People usually think palliative care is only for those in the final stages of life. In reality, it's much more. The word "palliate" means to ease or relieve; to make less intense or severe. Palliative care, then, can be seen as supportive care. It's for anyone with a serious advanced condition or someone facing a life-limiting illness such as cancer, heart failure, emphysema, or other similar conditions.
If you're already receiving care for a serious advanced illness, you'll continue to receive medical treatment from your health care team. You can also take heart in knowing that we'll provide palliative care to help you:
Fully understand your illness and treatment choices. Your care team may ask you how your illness is affecting your emotions and spirit to help you decide what treatment you want or don't want.
Improve your comfort, strength, and well-being.
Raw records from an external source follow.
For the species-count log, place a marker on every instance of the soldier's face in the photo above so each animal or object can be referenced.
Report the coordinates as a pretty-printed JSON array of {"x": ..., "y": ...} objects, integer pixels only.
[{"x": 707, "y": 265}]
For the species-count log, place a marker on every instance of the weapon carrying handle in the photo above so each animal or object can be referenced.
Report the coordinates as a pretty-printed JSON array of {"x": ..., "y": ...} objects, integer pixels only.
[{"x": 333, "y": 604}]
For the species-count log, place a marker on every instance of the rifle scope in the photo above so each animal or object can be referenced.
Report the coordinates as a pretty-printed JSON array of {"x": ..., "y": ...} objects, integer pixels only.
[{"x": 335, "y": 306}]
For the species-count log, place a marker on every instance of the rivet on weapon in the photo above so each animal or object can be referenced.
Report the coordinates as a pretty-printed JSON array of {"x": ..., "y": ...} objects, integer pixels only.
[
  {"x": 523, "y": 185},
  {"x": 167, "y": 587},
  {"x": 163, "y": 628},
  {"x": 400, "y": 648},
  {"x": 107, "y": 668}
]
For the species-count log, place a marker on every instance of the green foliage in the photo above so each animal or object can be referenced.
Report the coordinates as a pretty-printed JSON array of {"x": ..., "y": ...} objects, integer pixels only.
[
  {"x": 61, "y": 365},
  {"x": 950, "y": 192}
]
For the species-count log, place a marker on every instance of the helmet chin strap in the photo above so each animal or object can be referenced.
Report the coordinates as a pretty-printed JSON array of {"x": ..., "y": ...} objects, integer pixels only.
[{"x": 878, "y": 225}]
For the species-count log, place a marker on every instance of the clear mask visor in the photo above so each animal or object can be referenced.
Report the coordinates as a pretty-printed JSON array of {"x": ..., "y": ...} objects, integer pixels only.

This may include relief from pain, respiratory problems, constipation, nausea, loss of appetite, or fatigue.
Develop a plan for your future personal needs and care so that every member of your care team, including your family, understands and respects your wishes.
Complete an advance health care directive so that your family and medical team work as partners to support you should you become unable to speak for yourself.
We believe palliative care is about helping your life to have the highest quality of life possible and caring for you with your values and wishes in mind.
Hayward Palliative Care Team
Palliative Care Involves:
- Pain and symptom management
- Addressing patient's emotional and spiritual pain
- Increasing patient's sense of control
- Avoiding inappropriate prolongation of dying
- Helping patients and families articulate clear goals for care
Patients and families may ask anyone on their health care team for a referral to Palliative Care. Team members include their doctors, nurses, social worker, and interfaith chaplain.